Winarto koordinator Sentra Penegakan Hukum Terpadu (Sentra Gakkumdu) Bawaslu Lampung Timur saat dihubungi tim DemokrasiNews menyatakan penanganan dugaan pelanggaran pidana Pemilihan berdasarkan adanya temuan Bawaslu Lampung Timur terkait dugaan pemalsuan dukungan pasangan calon perseorangan di Pilkada Lampung Timur.

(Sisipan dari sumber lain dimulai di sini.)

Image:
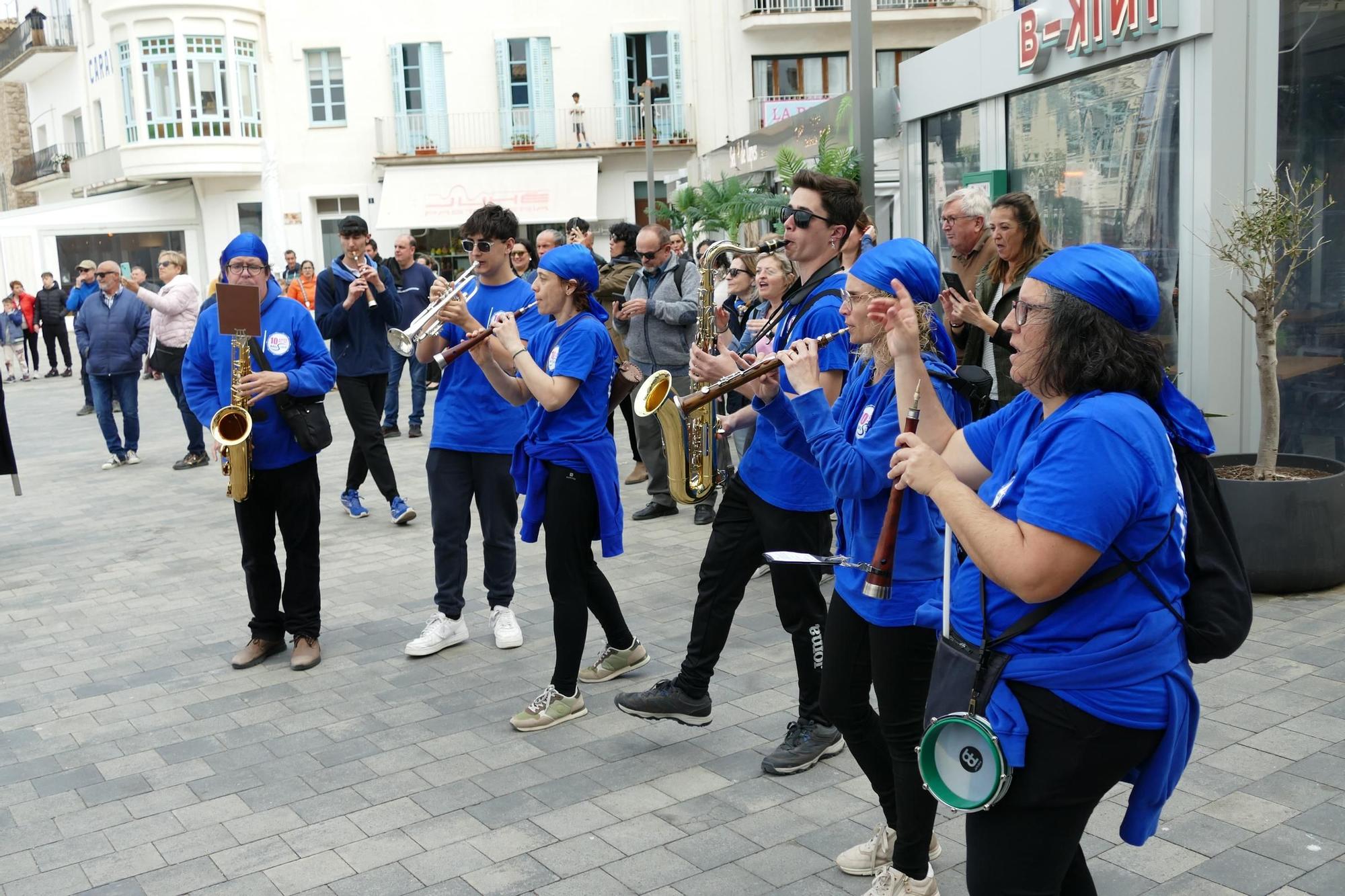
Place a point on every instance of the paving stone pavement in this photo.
(135, 760)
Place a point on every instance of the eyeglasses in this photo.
(802, 217)
(1023, 309)
(240, 270)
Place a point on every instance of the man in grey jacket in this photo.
(657, 318)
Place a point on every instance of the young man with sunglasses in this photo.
(358, 333)
(473, 443)
(775, 501)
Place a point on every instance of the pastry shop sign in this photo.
(1089, 28)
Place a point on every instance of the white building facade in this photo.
(178, 126)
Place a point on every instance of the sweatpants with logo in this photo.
(744, 528)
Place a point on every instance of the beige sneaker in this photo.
(872, 856)
(894, 883)
(549, 708)
(615, 662)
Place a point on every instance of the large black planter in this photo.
(1292, 533)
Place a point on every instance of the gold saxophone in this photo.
(232, 424)
(689, 438)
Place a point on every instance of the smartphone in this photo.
(954, 283)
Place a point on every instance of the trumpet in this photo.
(426, 323)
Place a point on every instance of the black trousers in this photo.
(896, 662)
(455, 478)
(290, 497)
(744, 528)
(576, 583)
(362, 397)
(1028, 845)
(53, 334)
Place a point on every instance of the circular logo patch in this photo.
(278, 343)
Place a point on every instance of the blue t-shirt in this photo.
(774, 474)
(474, 416)
(1101, 470)
(579, 349)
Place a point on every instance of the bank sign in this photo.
(1090, 26)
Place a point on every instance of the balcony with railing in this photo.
(528, 131)
(29, 53)
(45, 163)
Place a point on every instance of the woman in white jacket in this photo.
(173, 319)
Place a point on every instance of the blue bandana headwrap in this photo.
(1118, 284)
(576, 263)
(910, 263)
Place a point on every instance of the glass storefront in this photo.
(1100, 154)
(953, 149)
(1312, 135)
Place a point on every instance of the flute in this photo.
(454, 353)
(879, 581)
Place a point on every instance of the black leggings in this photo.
(576, 583)
(1028, 844)
(896, 661)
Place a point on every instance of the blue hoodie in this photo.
(293, 346)
(360, 335)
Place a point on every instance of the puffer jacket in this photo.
(174, 317)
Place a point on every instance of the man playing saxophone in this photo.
(284, 477)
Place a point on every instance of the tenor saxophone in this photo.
(689, 439)
(232, 424)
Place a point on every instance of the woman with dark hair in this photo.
(978, 325)
(1067, 482)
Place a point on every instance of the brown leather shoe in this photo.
(256, 651)
(307, 654)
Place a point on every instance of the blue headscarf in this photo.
(576, 263)
(910, 263)
(1117, 283)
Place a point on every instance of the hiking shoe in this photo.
(806, 743)
(255, 651)
(350, 501)
(894, 883)
(401, 513)
(549, 708)
(665, 700)
(872, 856)
(439, 633)
(508, 634)
(615, 662)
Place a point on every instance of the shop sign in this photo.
(1091, 26)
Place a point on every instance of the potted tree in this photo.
(1286, 509)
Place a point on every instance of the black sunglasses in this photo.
(802, 217)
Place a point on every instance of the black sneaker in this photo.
(666, 701)
(806, 743)
(654, 509)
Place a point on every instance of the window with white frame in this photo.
(208, 85)
(128, 93)
(326, 88)
(159, 67)
(249, 96)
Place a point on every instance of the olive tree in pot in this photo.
(1286, 509)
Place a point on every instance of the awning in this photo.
(442, 196)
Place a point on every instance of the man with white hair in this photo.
(966, 214)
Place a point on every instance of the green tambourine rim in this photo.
(930, 772)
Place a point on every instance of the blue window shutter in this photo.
(621, 95)
(541, 93)
(506, 107)
(436, 97)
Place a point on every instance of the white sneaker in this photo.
(508, 634)
(872, 856)
(894, 883)
(439, 633)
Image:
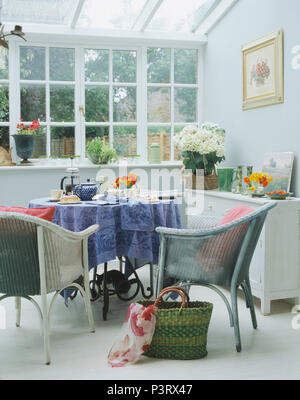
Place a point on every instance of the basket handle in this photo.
(179, 290)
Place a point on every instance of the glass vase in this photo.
(239, 180)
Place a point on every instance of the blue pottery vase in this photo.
(86, 191)
(24, 147)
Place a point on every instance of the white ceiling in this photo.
(144, 16)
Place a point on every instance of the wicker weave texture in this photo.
(180, 333)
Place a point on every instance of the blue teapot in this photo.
(86, 191)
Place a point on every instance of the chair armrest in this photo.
(203, 221)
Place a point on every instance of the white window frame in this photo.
(79, 83)
(7, 83)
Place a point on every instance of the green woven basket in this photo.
(181, 328)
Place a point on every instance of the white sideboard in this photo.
(275, 267)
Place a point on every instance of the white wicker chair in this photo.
(38, 257)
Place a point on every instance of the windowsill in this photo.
(45, 166)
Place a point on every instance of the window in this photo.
(4, 99)
(79, 93)
(47, 93)
(172, 95)
(111, 97)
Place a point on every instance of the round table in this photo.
(126, 229)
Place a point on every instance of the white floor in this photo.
(271, 352)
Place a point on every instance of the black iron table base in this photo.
(99, 286)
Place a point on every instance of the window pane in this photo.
(124, 66)
(97, 103)
(3, 63)
(62, 141)
(62, 103)
(117, 14)
(40, 148)
(185, 65)
(159, 104)
(4, 103)
(185, 105)
(162, 136)
(38, 11)
(33, 102)
(125, 140)
(124, 104)
(32, 63)
(159, 65)
(177, 152)
(4, 137)
(62, 64)
(176, 15)
(96, 65)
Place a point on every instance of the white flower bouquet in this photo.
(201, 148)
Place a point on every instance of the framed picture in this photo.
(280, 167)
(263, 71)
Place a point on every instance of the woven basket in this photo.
(181, 328)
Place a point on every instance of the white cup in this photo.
(56, 194)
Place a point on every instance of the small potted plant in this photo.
(24, 139)
(257, 182)
(100, 152)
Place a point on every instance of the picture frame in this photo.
(280, 166)
(263, 81)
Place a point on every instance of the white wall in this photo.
(252, 133)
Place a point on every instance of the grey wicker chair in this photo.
(215, 255)
(38, 257)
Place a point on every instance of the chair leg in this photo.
(237, 335)
(251, 303)
(86, 297)
(46, 330)
(18, 310)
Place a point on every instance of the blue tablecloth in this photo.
(126, 229)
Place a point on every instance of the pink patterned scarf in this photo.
(135, 337)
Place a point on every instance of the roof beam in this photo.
(203, 12)
(146, 15)
(217, 14)
(76, 13)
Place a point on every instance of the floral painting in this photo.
(262, 71)
(279, 166)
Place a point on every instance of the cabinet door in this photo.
(256, 271)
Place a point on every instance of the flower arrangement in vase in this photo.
(257, 182)
(202, 149)
(24, 139)
(126, 182)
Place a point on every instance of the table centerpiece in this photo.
(202, 149)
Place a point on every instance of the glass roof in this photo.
(176, 15)
(150, 15)
(110, 14)
(37, 11)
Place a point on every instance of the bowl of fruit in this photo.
(278, 195)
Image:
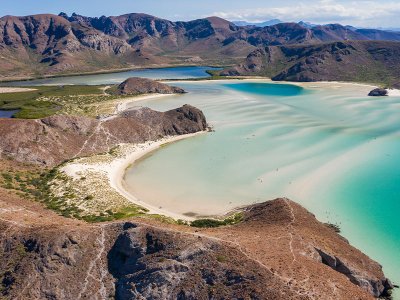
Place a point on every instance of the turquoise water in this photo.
(113, 78)
(328, 147)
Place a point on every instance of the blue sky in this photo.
(384, 13)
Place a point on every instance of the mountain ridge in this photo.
(46, 44)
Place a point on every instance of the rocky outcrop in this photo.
(279, 251)
(136, 85)
(378, 287)
(378, 92)
(52, 140)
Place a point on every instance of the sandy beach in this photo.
(122, 104)
(114, 170)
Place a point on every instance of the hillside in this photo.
(40, 45)
(279, 251)
(52, 140)
(361, 61)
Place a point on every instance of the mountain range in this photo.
(41, 45)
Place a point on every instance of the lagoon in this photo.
(328, 147)
(116, 78)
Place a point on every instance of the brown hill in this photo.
(362, 61)
(52, 140)
(279, 251)
(48, 44)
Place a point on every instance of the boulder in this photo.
(378, 92)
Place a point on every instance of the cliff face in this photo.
(52, 140)
(279, 251)
(345, 61)
(49, 44)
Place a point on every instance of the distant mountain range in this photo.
(304, 24)
(360, 61)
(47, 44)
(258, 24)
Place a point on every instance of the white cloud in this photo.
(361, 13)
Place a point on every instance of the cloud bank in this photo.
(358, 13)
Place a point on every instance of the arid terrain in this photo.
(43, 45)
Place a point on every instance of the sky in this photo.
(383, 13)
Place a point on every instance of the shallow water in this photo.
(114, 78)
(328, 147)
(7, 113)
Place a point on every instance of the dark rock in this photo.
(377, 287)
(136, 85)
(378, 92)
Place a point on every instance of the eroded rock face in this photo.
(52, 140)
(378, 287)
(378, 92)
(136, 85)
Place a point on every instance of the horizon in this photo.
(364, 14)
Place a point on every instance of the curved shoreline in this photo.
(114, 170)
(117, 174)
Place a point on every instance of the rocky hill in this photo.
(137, 86)
(279, 251)
(362, 61)
(52, 140)
(47, 44)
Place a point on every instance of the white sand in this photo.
(4, 90)
(393, 93)
(115, 171)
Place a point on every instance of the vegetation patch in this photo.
(41, 185)
(66, 99)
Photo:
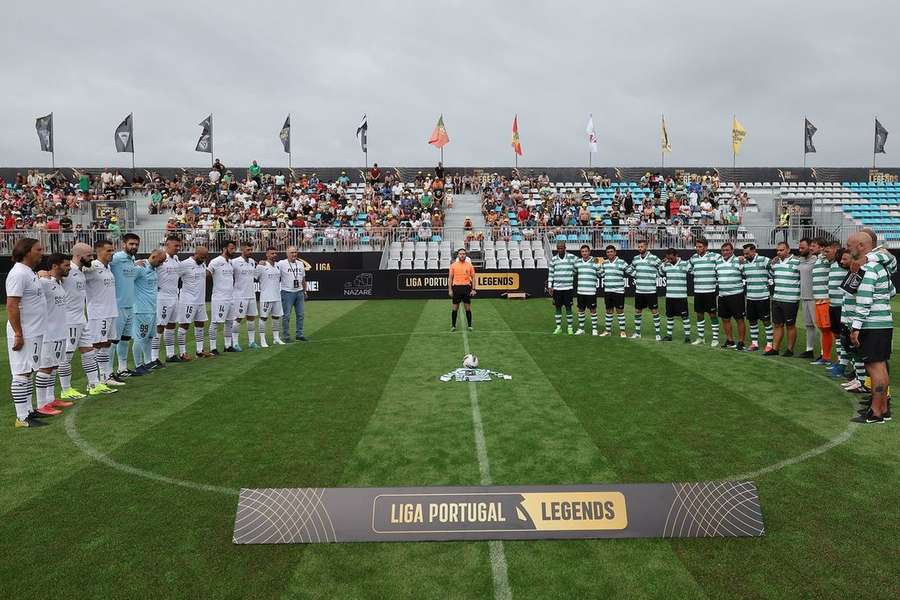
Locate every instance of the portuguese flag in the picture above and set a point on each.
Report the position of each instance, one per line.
(516, 144)
(439, 137)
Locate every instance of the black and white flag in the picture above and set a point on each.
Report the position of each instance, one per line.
(44, 126)
(124, 135)
(285, 135)
(362, 134)
(204, 144)
(880, 137)
(809, 131)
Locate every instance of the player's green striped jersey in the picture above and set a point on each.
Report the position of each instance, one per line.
(836, 275)
(561, 274)
(729, 274)
(644, 269)
(704, 270)
(676, 278)
(873, 298)
(787, 279)
(588, 273)
(756, 273)
(614, 276)
(821, 268)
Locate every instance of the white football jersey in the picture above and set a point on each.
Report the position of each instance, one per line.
(75, 287)
(101, 292)
(57, 302)
(269, 282)
(244, 274)
(193, 282)
(167, 279)
(22, 282)
(223, 278)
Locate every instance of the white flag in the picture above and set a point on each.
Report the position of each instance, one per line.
(592, 135)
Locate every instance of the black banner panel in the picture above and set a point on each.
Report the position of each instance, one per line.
(664, 510)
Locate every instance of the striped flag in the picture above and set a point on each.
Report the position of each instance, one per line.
(516, 144)
(439, 137)
(666, 146)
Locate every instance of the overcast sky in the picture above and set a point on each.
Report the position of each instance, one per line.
(478, 63)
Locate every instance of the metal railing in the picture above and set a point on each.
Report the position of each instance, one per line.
(375, 239)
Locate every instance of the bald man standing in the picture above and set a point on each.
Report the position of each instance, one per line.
(293, 292)
(871, 331)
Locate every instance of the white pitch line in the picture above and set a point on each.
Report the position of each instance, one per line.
(502, 590)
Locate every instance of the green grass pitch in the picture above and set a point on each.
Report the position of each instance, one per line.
(361, 405)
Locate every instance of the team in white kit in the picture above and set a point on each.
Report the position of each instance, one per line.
(97, 301)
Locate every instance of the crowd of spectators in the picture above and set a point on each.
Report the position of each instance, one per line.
(660, 207)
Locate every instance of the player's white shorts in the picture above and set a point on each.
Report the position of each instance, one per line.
(52, 352)
(245, 307)
(124, 322)
(101, 330)
(223, 310)
(26, 359)
(144, 326)
(166, 311)
(271, 309)
(78, 338)
(191, 313)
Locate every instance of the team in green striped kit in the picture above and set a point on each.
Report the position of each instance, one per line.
(851, 289)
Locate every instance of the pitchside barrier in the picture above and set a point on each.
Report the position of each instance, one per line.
(529, 512)
(356, 275)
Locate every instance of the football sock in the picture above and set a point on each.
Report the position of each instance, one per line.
(103, 363)
(199, 334)
(169, 342)
(89, 363)
(44, 384)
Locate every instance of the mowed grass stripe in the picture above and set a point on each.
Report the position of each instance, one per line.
(111, 534)
(108, 422)
(533, 437)
(420, 434)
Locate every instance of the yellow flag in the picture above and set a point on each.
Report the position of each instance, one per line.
(666, 146)
(737, 135)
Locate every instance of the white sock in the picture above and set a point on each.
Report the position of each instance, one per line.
(89, 363)
(169, 342)
(199, 333)
(103, 364)
(20, 388)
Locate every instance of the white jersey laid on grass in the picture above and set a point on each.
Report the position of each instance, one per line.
(193, 282)
(76, 290)
(22, 282)
(101, 292)
(167, 280)
(244, 275)
(223, 278)
(269, 282)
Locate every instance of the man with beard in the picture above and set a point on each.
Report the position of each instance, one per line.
(123, 269)
(871, 330)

Bawaslu sudah mengundang beberapa saksi dari Panwas kelurahan/Desa (PKD) , Panitia Pemungutan Suara (PPS) dan Panwas Kecamatan. Mereka dimintai keterangan berkaitan dengan pengawasan verifikasi faktual ( Ferfak) dukungan calon perseorangan. “Hari ini Rabu,kami dari Bawaslu meminta klarifikasi terhadap LO dan Pasangan Calon. Namun yang hadir dalan klarifikasi Masrizal selaku bakal calon wakil bupati dari jalur perseorangan.
Untuk Sugianto Calon Bupati juga sudah dikirim surat,tetapi yang bersangkutan tidak hadir. Bawaslu hari ini kembali mengirim surat untuk Sugianto untuk hadir besok hari Kamis, ” jelas Winarto.
Winarto mengatakan,temuan ini berasal dari tiga kecamatan yakni Kecamatan Waway Karya, Sekampung Udik dan Margatiga. Setelah hari ini kami meminta klarifikasi kepada LO dan calon maka Bawaslu akan meminta keterangan ahli.
Winarto menambahkan Sentra Penegakan Hukum Terpadu (Sentra Gakkumdu) Bawaslu Lampung Timur terdiri dari pihak Bawaslu,Kepolisian dan Kejaksaan. Hasil klasifikasi ini selanjutnya akan dilakukan kajian hukum untuk memastikan temuan tersebut,” jelas Winarto.
Sebab selain di tiga kecamatan tersebut,pasangan calon perseorangan ini banyak ditemukan dukungan dari ASN. Sementara dari hasil pemeriksaan atau keterangan saksi dari ASN yang dilakukan oleh Panwascam,mereka merasa tidak pernah diminta dukungan berupa KTP, namun dilapangan identitasnya ada.